I

Les rois mages vont vers l’étoile
vers la solitaire étoile
qui doit refleurir à leur parole franche

Au cours des ruisselets, comme des robes d’anges
émanent des sourires bienveillants de la lune ;
la langueur de la longue robe de la nuit brune
s’entr’ouvre pour montrer une ceinture d’anges

Harpes inconnues, parfums en émoi, colliers de baisers
comme des pas bruissants au fond sombre de halliers
les accompagnent ;
sur la mate et rase campagne
comme une aile énorme vient frôler d’une caresse de baisers.

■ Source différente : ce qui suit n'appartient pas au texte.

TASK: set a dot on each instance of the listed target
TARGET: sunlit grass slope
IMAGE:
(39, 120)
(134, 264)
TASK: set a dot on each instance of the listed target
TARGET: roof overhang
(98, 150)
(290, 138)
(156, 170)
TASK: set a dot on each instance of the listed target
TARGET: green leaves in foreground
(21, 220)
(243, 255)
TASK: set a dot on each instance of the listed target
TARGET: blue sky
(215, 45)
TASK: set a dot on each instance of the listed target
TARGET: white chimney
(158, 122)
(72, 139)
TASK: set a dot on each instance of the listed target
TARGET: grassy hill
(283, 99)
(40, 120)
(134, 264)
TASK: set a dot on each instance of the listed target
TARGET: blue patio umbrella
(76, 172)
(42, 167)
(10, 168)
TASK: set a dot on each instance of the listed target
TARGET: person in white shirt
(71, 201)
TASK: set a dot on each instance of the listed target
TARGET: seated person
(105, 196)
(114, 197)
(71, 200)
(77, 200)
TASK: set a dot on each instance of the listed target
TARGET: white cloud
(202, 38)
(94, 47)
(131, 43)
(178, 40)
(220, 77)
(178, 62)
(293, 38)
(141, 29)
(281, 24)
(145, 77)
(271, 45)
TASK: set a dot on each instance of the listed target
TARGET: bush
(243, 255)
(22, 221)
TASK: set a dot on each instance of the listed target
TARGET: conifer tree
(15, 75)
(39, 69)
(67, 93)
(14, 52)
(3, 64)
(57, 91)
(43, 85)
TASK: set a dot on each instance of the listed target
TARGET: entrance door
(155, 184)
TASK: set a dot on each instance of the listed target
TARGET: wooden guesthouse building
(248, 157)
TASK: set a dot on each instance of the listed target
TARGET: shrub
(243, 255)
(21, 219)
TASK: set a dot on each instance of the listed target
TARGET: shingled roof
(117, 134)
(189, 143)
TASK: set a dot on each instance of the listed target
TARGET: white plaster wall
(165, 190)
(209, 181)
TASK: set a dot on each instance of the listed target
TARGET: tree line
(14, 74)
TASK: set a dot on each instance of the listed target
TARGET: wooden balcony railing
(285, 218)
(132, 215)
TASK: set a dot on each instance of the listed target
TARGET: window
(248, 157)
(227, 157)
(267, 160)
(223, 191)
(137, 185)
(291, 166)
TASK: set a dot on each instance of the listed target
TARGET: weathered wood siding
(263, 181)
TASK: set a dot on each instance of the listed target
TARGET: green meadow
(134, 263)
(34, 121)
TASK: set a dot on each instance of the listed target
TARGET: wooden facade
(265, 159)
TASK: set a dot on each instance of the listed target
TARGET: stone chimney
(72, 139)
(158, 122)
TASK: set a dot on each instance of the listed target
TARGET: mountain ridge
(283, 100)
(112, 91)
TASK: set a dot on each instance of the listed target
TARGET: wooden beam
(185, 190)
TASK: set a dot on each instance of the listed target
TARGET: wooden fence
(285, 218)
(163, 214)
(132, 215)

L’air est si suave à s’étendre et mourir,
la caravane lente se berce de marche heureuse
et les rois se rappellent la contrée soyeuse
où dort dans des nuées et des poudres d’or et les câlinantes lyres
le grand lys intangible à tout mortel
et seul autel et seul bonheur, tant inaccessible

Et l’un des rois murmure en la pâleur lactée de la nuit :

Les parois du tabernacle du soleil agonisant
pâlissent quand ses pas caressent la terrasse des palais :
les marchands des orients qui rapportent les joies et les arts plaisants
quand se baissent ses longs yeux cachent leurs trésors humiliés ;

On prodigue au muletier les deniers et les besants
pour contempler de loin la terrasse où passe son aurore
et les pythonisses pilent les mandragores
pour les vœux inutiles des humains humiliés ;

Pour le seul festin de mes faims
s’ordonne le spectacle de ses pas et de ses bras
et s’étendent les pourpres sur son visage que jamais n’enténébra
la crainte d’une lassitude à mon étreinte

Un autre roi murmure au rythme de sa marche :

Depuis que son haleine a passé sur ma vie
mes instants se parent en rosiers ravis
dont j’égrène les pétales de perpétuelles renaissances ;

Des lèvres de l’adorante blessure
vers le parfum de ses sourires
les perles et les baumes éclosent en abondance ;

Perdu dans l’infini murmure
d’une mer de grandes douceurs qui s’épandent de toi
j’éprouve les calmes rythmes de tes bonheurs à toi
et dans la grotte satinée de ta bouche ma vie se mure

Et le roi nègre à mi-voix :

Mes barques ivoirières et mes arbres aux ombres d’amour et de mort
mes géantes montagnes de marbre ciselé
et mes mers hospitalières au soleil quand il dételle
et mes landes infrangibles et mes monstres et mes labours,

Les esclaves qui lavent les turbans aux sources inconnues des fleuves
Les mausolées d’ancêtres où stagnèrent les douleurs de veuves
Mes gazelles et les parures adamantines des ailes
Qui frôlèrent mes repos près d’elles,

Aux margelles des puits profonds qui s’ignorent en ses jeux inconnus
je les oublierai, perdu dans un rêve de bras nus.